Risque réputationnel

A plus long terme, les géants pétroliers empruntent massivement un «virage vert», et se montrent prudents quant à de nouveaux investissements, susceptibles de nuire à leur image de marque. «Il n'y aura pas de réponse unique de l'industrie pétrolière à cette annonce, mais on observe que [les six plus grandes compagnies pétrolières mondiales] veulent élargir leur portefeuille vers les énergies renouvelables», note Francis Perrin.

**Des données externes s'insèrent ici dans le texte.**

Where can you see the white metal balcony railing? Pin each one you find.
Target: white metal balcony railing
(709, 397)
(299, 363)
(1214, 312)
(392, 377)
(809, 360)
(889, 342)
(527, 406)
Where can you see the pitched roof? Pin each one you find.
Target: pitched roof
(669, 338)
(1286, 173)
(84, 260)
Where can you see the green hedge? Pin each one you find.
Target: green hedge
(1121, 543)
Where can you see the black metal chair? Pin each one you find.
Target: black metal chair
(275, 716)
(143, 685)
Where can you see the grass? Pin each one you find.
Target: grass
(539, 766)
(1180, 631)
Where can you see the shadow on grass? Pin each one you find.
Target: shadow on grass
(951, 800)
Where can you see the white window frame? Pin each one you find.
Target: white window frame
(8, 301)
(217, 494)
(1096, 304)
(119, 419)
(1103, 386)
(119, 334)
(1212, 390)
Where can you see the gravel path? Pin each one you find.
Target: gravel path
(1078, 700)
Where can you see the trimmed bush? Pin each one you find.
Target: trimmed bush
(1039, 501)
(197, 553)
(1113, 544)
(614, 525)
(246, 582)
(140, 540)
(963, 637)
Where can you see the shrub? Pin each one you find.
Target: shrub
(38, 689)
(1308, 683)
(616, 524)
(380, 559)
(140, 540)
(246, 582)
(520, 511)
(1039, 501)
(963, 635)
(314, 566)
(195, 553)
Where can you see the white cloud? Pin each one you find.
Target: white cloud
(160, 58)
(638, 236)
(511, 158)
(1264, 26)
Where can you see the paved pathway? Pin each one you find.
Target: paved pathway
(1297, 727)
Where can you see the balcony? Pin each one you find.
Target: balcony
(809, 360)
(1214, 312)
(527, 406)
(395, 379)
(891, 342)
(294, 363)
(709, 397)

Les groupes environnementaux, quant à eux, n'ont pas dit leur dernier mot, et comptent bien s'opposer à la décision du gouvernement par plusieurs biais. «Un des leviers d'action consiste à faire du bruit pour créer du risque réputationnel, explique Mikaa Mered. Il s'agit de mettre la pression sur les entreprises qui vont financer les pétroliers, comme les banques ou les fonds d'investissement. Ces derniers sont traités de collaborateurs au pillage environnemental par les groupes écologistes s'ils participent au projet.» Cette stratégie semble d'ores et déjà porter ses fruits : les banques Morgan Stanley et Goldman Sachs ont annoncé qu'elles ne financeraient pas les projets de forage dans la zone de l'ANWR. Contactées par Libération, elles n'ont toutefois pas souhaité commenter cette décision.

La voie législative est une autre piste explorée par ces groupes pour faire rempart aux forages. Mais ce n'est qu'en cas de majorité démocrate au Sénat et à la Chambre, à l'issue des prochaines élections, que la décision pourra être contestée.